For a pure semver library though, I would rather see an implementation that supports prerelease ranges that is purely about the sort precedence of the versions and leave the dependency resolution details out of the range expression implementation. Something like:

An expression of '>=1.2.3-rc.1' would be satisfied by:

1.2.3-rc.1
1.2.3-rc.2
1.2.3
1.2.4-alpha.0
1.2.4
1.3.0-alpha.0
1.3.0
2.0.0

An expression of '~1.2.3-rc.1' would be equivalent to '>=1.2.3-rc.1 & <1.3.0-0' (prerelease 0 is the lowest possible prerelease) and satisfied by:

1.2.3-rc.1
1.2.3-rc.2
1.2.3
1.2.4-alpha.0
1.2.4

An expression of '^1.2.3-rc.1' would be equivalent to '>=1.2.3-rc.1 & <2.0.0-0' and satisfied by:

1.2.3-rc.1
1.2.3-rc.2
1.2.3
1.2.4-alpha.0
1.2.4
1.3.0-alpha.0
1.3.0

I can then present those to my dependency management tooling and make a decision on whether or not to accept a given prerelease version without clouding the semver range expression syntax with decisions that are driven by a requirement that may not hold in all contexts.
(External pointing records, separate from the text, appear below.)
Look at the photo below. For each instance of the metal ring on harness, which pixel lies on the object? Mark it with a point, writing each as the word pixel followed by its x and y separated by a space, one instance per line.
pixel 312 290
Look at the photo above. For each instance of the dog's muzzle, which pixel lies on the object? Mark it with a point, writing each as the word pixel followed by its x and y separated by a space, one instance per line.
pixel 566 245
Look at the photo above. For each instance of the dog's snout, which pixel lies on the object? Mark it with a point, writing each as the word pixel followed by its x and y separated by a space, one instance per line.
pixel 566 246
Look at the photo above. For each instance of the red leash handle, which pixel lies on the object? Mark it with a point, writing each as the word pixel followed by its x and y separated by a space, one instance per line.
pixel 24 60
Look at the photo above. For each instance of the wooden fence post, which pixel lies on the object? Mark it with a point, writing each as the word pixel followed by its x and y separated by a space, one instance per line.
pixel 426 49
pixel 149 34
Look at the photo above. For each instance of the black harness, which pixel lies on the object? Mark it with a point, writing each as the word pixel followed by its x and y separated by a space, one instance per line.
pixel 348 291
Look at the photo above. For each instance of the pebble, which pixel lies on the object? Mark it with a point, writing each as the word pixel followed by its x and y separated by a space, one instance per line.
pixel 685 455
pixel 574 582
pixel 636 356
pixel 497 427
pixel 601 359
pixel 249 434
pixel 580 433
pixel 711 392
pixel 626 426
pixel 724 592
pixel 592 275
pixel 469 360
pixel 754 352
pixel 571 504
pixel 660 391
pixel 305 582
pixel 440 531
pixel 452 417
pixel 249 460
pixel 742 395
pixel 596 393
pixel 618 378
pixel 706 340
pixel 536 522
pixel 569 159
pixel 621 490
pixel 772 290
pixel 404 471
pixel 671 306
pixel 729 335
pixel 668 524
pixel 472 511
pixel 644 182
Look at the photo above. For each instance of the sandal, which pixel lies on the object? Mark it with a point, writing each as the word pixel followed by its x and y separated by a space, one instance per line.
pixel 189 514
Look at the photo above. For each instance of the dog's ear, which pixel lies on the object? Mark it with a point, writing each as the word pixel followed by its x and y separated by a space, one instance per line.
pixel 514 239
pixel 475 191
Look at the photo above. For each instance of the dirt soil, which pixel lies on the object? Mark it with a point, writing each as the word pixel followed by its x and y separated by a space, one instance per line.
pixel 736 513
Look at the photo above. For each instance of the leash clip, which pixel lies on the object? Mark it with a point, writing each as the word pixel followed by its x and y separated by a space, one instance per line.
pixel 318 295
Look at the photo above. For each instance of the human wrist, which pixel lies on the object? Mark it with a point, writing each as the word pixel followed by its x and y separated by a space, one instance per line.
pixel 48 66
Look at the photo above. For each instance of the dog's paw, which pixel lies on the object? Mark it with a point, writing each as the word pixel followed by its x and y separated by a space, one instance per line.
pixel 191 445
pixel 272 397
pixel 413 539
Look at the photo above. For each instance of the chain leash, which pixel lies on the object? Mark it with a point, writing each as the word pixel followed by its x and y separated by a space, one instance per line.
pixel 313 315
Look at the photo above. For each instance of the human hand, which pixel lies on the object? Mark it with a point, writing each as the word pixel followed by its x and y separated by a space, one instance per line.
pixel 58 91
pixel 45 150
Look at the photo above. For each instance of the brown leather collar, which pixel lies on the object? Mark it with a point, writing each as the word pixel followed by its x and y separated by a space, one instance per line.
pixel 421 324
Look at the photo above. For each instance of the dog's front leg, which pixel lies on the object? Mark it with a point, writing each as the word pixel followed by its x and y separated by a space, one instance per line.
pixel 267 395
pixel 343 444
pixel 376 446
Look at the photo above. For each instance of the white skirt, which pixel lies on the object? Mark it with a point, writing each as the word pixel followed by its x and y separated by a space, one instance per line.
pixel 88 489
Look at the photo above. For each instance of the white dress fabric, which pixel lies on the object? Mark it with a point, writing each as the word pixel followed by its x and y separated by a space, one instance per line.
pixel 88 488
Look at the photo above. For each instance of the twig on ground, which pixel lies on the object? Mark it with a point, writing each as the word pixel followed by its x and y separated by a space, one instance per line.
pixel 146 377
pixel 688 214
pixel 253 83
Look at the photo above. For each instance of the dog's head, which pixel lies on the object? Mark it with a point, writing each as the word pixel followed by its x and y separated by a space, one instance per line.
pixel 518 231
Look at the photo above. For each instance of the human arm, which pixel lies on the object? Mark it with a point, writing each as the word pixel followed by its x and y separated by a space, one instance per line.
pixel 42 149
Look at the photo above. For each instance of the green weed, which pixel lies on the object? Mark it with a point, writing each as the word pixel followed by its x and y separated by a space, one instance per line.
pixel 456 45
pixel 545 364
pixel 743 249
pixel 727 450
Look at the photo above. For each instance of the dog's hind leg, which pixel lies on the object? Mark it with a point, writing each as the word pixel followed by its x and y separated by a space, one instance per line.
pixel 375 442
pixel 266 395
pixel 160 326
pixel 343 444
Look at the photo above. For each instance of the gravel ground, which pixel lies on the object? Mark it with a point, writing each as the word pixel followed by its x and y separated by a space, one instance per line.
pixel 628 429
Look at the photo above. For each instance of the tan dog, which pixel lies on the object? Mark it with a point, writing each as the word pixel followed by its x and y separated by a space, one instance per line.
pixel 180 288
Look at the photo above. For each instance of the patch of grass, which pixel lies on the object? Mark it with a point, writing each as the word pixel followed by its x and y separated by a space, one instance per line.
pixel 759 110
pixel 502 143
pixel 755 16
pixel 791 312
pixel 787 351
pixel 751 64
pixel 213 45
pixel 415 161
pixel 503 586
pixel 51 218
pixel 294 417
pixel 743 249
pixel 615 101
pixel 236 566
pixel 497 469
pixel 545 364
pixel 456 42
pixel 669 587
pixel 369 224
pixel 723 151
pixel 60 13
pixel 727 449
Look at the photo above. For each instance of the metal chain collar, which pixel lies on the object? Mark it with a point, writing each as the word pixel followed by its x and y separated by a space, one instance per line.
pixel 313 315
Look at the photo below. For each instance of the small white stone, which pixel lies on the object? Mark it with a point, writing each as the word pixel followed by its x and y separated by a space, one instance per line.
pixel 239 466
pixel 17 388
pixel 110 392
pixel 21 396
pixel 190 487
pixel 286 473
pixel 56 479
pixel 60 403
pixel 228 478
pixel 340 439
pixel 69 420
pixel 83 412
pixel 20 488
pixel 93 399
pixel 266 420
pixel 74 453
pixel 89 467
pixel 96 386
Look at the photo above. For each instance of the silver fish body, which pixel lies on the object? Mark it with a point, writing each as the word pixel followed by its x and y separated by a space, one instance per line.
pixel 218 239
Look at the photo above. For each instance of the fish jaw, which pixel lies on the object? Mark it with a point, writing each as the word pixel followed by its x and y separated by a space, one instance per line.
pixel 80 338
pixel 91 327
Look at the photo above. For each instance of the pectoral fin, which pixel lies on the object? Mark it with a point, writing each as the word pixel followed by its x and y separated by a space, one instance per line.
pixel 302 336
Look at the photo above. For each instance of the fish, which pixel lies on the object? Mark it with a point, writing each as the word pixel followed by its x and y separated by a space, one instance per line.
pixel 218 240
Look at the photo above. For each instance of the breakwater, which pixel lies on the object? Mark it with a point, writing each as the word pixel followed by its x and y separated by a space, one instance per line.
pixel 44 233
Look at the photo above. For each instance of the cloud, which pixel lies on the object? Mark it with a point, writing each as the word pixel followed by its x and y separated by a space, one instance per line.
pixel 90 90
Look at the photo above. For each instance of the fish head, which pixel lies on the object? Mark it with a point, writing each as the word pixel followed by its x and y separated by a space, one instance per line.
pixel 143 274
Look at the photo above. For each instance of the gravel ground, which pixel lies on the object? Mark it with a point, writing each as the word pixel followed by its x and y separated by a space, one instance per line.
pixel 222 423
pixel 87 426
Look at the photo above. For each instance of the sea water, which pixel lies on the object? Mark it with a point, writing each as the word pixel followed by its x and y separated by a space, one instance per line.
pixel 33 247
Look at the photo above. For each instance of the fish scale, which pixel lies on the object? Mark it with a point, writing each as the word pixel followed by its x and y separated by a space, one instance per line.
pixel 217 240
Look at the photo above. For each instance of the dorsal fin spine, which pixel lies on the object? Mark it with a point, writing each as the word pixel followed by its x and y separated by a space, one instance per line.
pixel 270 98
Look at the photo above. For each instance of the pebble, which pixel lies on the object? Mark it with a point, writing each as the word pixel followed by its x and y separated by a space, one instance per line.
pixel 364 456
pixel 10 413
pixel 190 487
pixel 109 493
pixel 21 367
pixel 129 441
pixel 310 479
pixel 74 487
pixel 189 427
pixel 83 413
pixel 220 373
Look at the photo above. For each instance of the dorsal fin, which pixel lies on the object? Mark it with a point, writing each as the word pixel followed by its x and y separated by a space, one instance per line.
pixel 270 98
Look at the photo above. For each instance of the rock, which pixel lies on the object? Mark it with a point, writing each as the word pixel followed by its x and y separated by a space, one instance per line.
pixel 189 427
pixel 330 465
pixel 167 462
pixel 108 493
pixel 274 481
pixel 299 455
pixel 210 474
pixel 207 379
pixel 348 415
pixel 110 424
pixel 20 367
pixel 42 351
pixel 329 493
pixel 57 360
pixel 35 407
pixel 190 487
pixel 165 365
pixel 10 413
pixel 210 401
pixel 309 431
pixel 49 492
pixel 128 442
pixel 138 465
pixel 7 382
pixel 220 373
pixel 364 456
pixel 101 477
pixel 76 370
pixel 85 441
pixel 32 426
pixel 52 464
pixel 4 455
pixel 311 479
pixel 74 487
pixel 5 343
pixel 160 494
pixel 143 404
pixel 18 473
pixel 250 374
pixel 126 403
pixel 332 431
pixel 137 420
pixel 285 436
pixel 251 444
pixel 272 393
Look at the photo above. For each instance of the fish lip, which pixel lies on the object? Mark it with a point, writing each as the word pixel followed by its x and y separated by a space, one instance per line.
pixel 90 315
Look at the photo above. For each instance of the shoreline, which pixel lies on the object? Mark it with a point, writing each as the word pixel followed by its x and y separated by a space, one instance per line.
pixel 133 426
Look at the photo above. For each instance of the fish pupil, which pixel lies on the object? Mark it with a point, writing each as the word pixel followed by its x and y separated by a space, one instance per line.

If you want to do filtering the way node-semver does, you would probably need access to the range expression AST to make the right decisions.

Eric, thank you for following up. Give me some time to digest this and I'll get back to you soon.

I have a use-case for this as well, so I'm curious what your thoughts are on it? Also, I've noticed that the 'satisfies' functionality doesn't seem to work on versions with a tilde - Is that a related issue?

Thanks for the insights!

@eric-isakson @jrmash thank you guys for your feedback and suggestions. I must say that I totally agree with what Eric has proposed in his last comment. I'll be shipping this feature with the next release (0.10.0).

@jrmash I don't think the tilde ranges are somehow related to this issue unless you're using pre-release versions, other than that the tilde ranges should work as expected. If you believe otherwise, please create a separate issue and provide an example of what's not working for you and I'll take a look. Thank you.

@zafarkhaja I should have been clearer with my inquiry, but yes I am/was using tilde ranges with pre-release versions and the 'satisfies' feature.

@zafarkhaja could you tell me the status on this?

Any help required?

Closing this issue in favor of #70, the progress can be followed from there.